Karnal, no programa Provocações, de Antônio Abujamra, inicia sua fala discorrendo sobre sobre a felicidade. Ele cita Freud ao dizer que “Sem a infelicidade, a frustração e o trauma não haveria cultura”.
9- Confissões, de Agostinho
Confissões é uma das obras mais conhecidas de Santo Agostinho e um dos mais importantes livros da história, sendo considerada uma autobiografia na qual o santo relata sua vida antes de se tornar cristão e sua conversão. A respeito desta obra, Santo Agostinho diz que a palavra confissões, mais que confessar pecados, significa adorar a Deus. É, portanto, um hino de louvor. O livro é considerado um clássico, tanto da literatura mundial, quanto da teologia cristã e até mesmo da filosofia. (Leia mais aqui!)
No mesmo curso já citado acima sobre os pecados, Karnal cita uma frase de Agostinho:
“o orgulho é a fonte de todas as fraquezas, por que é a fonte de todos os vícios.”

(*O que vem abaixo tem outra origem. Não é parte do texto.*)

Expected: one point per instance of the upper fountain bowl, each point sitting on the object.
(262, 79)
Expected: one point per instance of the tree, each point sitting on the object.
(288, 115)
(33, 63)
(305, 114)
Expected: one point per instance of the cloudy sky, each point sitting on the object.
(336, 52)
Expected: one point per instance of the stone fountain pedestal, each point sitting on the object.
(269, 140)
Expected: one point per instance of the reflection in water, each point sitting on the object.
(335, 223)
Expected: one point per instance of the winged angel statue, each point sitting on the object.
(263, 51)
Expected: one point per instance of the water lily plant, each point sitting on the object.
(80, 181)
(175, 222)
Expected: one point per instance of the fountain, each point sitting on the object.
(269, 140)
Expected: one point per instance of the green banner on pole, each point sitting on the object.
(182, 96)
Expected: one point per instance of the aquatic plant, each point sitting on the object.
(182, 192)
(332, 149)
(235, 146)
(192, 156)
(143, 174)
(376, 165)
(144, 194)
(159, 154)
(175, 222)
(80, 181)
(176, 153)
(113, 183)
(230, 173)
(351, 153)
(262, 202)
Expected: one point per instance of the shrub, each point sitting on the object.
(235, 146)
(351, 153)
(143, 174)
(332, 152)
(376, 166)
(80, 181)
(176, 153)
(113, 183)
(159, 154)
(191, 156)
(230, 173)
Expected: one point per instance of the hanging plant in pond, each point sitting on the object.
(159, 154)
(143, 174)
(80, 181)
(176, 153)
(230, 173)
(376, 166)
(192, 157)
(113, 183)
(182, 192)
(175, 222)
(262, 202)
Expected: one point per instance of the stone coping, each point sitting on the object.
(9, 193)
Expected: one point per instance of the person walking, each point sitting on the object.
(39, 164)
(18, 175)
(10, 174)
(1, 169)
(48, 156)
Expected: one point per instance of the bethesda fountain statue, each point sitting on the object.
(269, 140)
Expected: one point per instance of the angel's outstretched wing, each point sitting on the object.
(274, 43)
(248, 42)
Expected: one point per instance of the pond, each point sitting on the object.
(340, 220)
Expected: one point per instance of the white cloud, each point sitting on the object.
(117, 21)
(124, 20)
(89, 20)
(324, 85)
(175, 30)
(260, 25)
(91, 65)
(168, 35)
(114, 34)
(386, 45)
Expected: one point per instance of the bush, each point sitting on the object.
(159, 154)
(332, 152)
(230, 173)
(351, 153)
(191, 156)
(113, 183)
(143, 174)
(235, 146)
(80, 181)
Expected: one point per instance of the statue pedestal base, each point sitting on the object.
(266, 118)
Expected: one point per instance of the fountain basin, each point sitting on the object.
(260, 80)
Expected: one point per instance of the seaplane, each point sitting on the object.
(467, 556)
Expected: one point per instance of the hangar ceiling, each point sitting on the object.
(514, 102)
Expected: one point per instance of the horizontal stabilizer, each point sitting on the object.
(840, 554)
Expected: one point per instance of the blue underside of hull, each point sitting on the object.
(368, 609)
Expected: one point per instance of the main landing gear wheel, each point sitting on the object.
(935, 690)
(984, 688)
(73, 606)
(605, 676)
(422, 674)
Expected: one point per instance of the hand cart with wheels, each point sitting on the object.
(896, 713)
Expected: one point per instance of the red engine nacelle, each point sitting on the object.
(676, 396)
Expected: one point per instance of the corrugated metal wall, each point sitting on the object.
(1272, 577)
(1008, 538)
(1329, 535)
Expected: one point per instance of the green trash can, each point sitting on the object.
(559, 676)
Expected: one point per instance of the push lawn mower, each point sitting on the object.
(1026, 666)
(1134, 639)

10- A poesia de Fernando Pessoa
Fernando Pessoa é o mais universal poeta português. Por ter sido educado na África do Sul, numa escola católica irlandesa, chegou a ter maior familiaridade com o idioma inglês do que com o português ao escrever os seus primeiros poemas nesse idioma. O crítico literário Harold Bloom considerou Pessoa como “Whitman renascido”, e o incluiu no seu cânone entre os 26 melhores escritores da civilização ocidental, não apenas da literatura portuguesa mas também da inglesa.